Small Proofs and Derivations
Last updated: Dec 2, 2024
Through the course of my daily work and studies, I occasionally find myself writing small proofs and derivations. This post is an attempt to continuously catalogue interesting ones for future reference.
- Evidence Lower Bound (ELBO)
- Normal Equations
- Kullback-Leibler Divergence (Two Proofs)
- Show \(\log \det(\mathbf{A}) = \mathrm{Tr}(\log \mathbf{A})\)
- Posterior motivation for \(\sigma(\cdot)\)

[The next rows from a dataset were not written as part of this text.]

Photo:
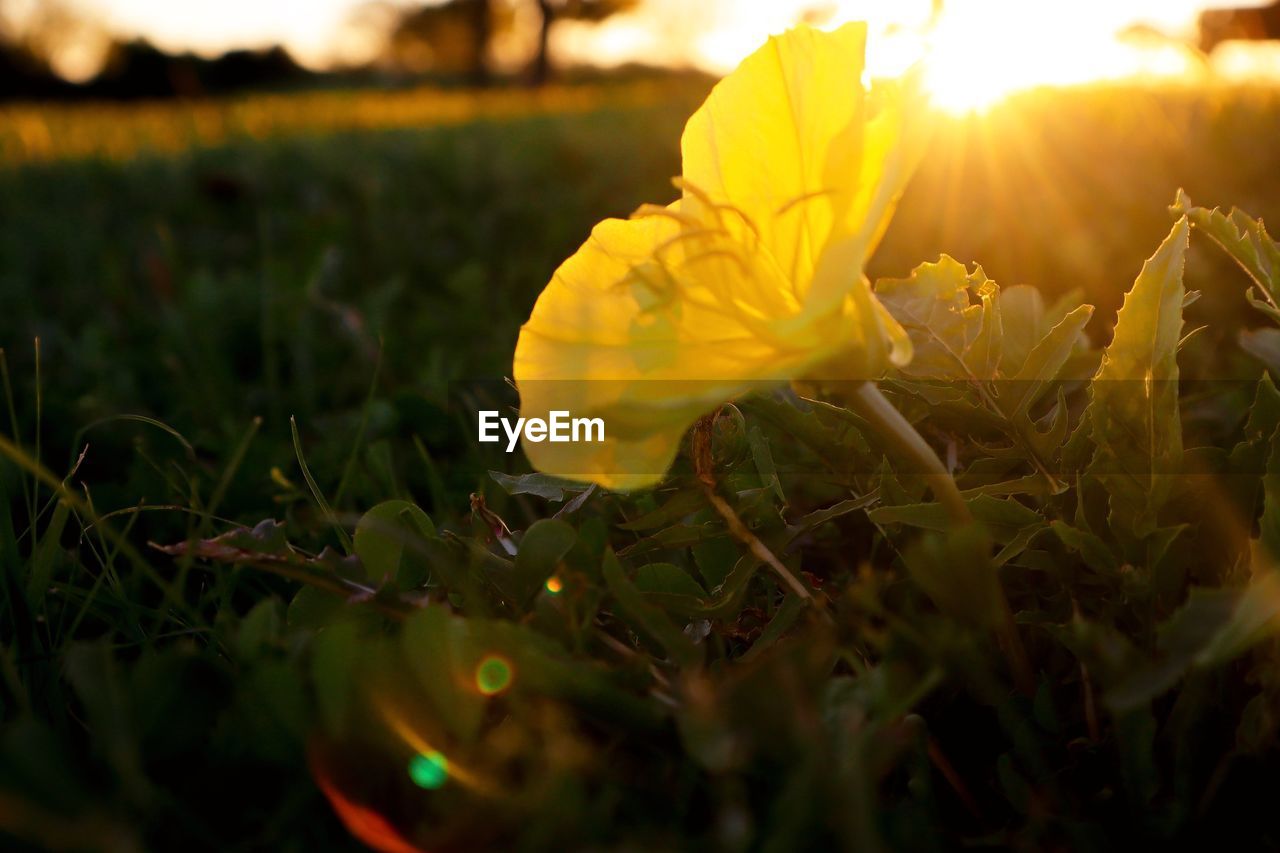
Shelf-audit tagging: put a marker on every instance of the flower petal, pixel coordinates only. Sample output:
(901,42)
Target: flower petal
(794,140)
(650,324)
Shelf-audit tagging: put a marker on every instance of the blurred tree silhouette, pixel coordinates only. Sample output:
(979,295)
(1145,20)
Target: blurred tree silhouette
(553,10)
(453,39)
(1223,24)
(449,39)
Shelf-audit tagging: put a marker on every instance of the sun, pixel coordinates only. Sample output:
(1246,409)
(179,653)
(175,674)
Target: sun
(977,54)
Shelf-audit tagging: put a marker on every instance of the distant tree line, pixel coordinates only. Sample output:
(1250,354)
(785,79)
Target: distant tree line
(1224,24)
(448,41)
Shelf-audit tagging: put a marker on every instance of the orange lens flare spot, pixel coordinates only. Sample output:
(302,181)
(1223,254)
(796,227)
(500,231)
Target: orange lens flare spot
(493,675)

1. Evidence Lower Bound (ELBO)
Suppose we have a joint distribution \(p(\mathbf{x}, \mathbf{z})\) where \(\mathbf{z}\) are latent variables. Then the Evidence Lower Bound (ELBO) for \(p(\mathbf{x})\) can be derived as:
\[\begin{align} \log p(\mathbf{x}) &= \log \int p(\mathbf{z}, \mathbf{x}) d\mathbf{z} && \text{definition of marginalization} \\ &= \log \int q(\mathbf{z}|\mathbf{x}) \frac{p(\mathbf{z}, \mathbf{x})}{q(\mathbf{z}|\mathbf{x})} d\mathbf{z} && \text{identity trick} \ q(\mathbf{z}|\mathbf{x})/q(\mathbf{z}|\mathbf{x}) = 1 \\ &= \log \mathbb{E}_{q(\mathbf{z}| \mathbf{x})} \left[ \frac{p(\mathbf{z}, \mathbf{x})}{q(\mathbf{z}|\mathbf{x})} \right] && \text{definition of expectation} \\ &\ge \mathbb{E}_{q(\mathbf{z}| \mathbf{x})} \left[ \log \frac{p(\mathbf{z}, \mathbf{x})}{q(\mathbf{z}|\mathbf{x})} \right] && \text{Jensen's inequality} \\ &= \mathcal{L} \end{align}\]2. Normal Equations
Suppose we are given a design matrix \(\mathbf{X} \in \mathbb{R}^{N \times K}\) and targets vector \(\mathbf{y} \in \mathbb{R}^N\). We want to find parameter vector \(\mathbf{w} \in \mathbb{R}^K\) which minimizes the residual sum of squares, i.e.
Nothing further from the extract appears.